El arte de la huida
Para ciertos músicos, la fuga tiene mala fama. Se la considera un ejercicio escolar complicado y estéril o el recurso de los compositores faltos de ideas que, cuando no saben qué hacer, se fugan. En efecto, fugarse es huir y la fuga consistiría en convertir una actitud moral – huir ante el peligro – en una forma estética.

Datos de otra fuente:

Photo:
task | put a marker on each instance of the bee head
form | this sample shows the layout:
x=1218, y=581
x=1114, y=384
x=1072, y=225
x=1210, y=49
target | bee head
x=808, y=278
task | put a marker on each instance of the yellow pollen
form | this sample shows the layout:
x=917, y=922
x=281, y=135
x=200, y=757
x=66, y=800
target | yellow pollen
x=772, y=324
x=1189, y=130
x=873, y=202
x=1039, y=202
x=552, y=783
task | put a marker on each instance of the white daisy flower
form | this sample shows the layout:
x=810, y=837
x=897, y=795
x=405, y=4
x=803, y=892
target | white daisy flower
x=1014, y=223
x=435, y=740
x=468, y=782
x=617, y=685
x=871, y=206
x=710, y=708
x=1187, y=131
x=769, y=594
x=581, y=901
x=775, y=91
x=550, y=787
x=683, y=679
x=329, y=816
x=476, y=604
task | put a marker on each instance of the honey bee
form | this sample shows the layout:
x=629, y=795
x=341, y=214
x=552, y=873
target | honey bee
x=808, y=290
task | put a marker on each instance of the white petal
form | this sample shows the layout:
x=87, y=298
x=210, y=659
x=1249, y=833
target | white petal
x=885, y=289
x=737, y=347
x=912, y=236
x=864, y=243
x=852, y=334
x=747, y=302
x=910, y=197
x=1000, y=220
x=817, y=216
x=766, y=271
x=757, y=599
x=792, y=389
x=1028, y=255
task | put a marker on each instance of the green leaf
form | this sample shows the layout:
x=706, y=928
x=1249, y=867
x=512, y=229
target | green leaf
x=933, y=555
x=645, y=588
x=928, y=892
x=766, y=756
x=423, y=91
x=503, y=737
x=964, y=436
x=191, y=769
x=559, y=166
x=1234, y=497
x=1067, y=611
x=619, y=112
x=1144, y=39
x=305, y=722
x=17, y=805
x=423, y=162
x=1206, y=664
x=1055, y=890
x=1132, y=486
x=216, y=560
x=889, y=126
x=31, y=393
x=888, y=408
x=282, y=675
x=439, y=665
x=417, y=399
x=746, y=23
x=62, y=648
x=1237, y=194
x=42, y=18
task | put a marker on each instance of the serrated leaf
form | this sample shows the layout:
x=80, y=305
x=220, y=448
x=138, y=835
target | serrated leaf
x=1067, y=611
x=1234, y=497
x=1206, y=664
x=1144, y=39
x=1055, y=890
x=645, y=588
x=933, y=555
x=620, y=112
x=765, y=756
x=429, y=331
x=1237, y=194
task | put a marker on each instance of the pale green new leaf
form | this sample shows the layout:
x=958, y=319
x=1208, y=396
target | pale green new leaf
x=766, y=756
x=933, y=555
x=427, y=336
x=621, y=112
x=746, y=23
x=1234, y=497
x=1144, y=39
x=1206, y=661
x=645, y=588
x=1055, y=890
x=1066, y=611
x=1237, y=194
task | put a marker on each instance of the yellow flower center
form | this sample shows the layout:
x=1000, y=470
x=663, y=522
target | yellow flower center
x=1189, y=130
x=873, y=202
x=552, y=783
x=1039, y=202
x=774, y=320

¿Qué hacemos, entonces, con las fugas compuestas por Bach, uno de nuestros mayores músicos? Porque Bach fugarse, lo que se dice huir, ha huido lo suyo. No sólo en El clave bien temperado sino en su antecedente relativamente arcaico, El arte de la fuga, por no incluir en el escrutinio sus invenciones a varias voces. Me quedo, justamente, en la palabra invención: hallar lo que no se busca. Huir es también perseguir y Bach diseña, en sus “ejercicios” de fuga una persecución melódica con distintos personajes. Unos siguen a los otros y parece que los perseguidos quieren escapar pero, al final, con coqueteos de variantes, hay una coda que los reúne. Se amaban sin saberlo, se estaban inventando. Con lo que toda fuga, más allá de la pericia técnica en juego, cuenta una historia.
Hay un juego, evidentemente, entre lo lineal – la melodía – y lo vertical – la seguridad armónica – en toda ejercitación huidiza. Saber conciliarlo no es ya un problema metódico sino de imaginación, o sea de arte. Entonces no valen las formas porque, en sentido estricto, la fuga no es una forma estructural como los son, por ejemplo, la sonata o la sinfonía. Por eso se puede meter en cualquier estructura, cuando menos se la espera. El viejo Verdi, tan verde y lozano siempre, como su apellido, remata su Falstaff con una fuga, solución formal francamente inesperada en una ópera.
¿No será que la fuga, que no es una forma estructural, va libremente, a pesar de su estrictez, en busca de una forma? ¿No será la solución ideal a la tensión estética entre libertad y estructura, tan definitiva en la música? Aquí sólo cabe un consejo, lector o lectora: pedir hora en la consulta del doctor Bach.